Note: The sentiment of this post was the the subject of a Cape Cod Times letter on May 19, 2016.
May 16, 2016. Without any discernible public need, the federal, state and some local governments have taken up the cause of transgender use of public facilities traditionally segregated by sex, such as rest rooms and communal locker and shower rooms. “Transgender” here means individuals whose self-determined “gender identity” is different from the one reflected in their sexual organs and birth certificates.
Transgenders are estimated to be a proportion of the population, several digits to the right of the decimal point. Even among their small numbers there are no reports of widespread denial of needed access to a public rest room.

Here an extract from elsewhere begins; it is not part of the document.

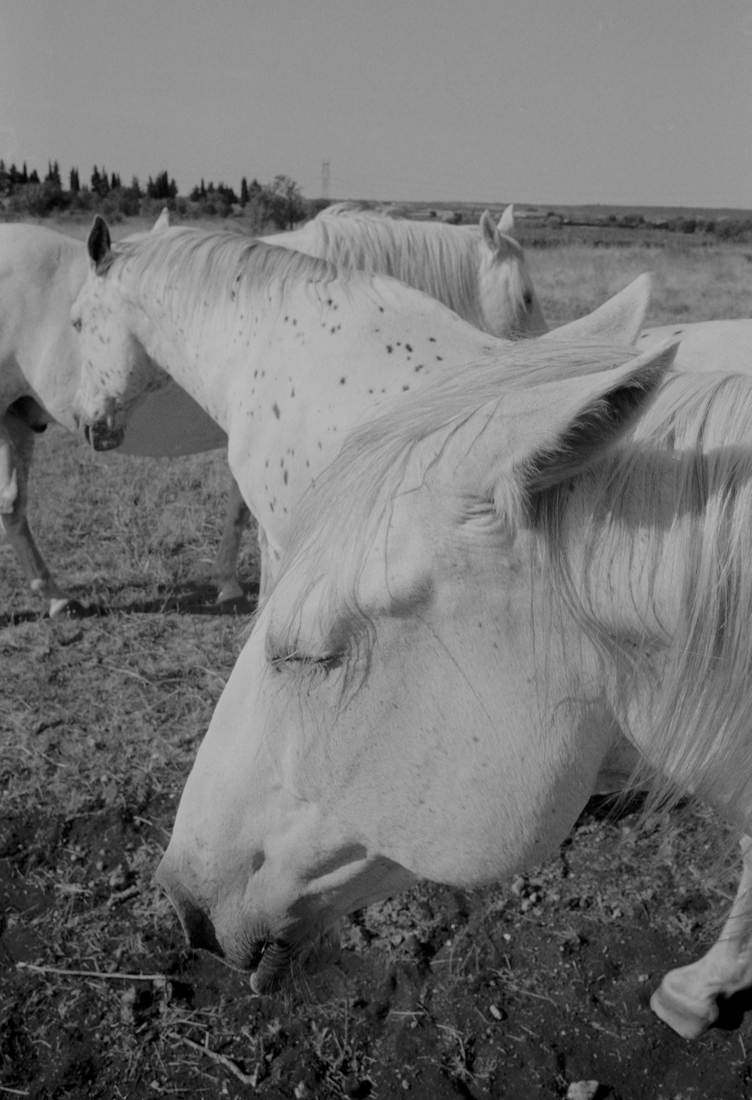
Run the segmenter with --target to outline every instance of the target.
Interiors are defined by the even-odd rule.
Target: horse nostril
[[[91,427],[88,424],[84,427],[84,439],[91,446]]]
[[[214,931],[211,918],[206,915],[203,909],[199,909],[192,901],[184,898],[179,906],[179,914],[185,931],[185,938],[191,947],[210,951],[212,955],[219,955],[220,957],[224,955],[224,951],[219,946],[219,940]]]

The issue seems to have been entirely ginned up by culture warriors of both sides, not to deal with any real problem or need but to raise money and energize their supporters.
In one of the most prominent recent skirmishes the City of Charlotte NC passed an ordinance permitting people to use public rest rooms, corresponding to their “gender identity.” The State of North Carolina responded with a statute prohibiting such ordinances and went much further, requiring that persons use state restrooms corresponding to the sex stated on their birth certificate.
The NC statute would apply not only to transgenders but transsexuals who have had hormone and surgical treatment to give them the outward characteristics of the adopted gender. The law further prohibited anti-discrimination ordinances protecting not just transgenders but gays. The Obama Justice Department then sued North Carolina alleging that the state law was in violation of Federal civil rights statutes.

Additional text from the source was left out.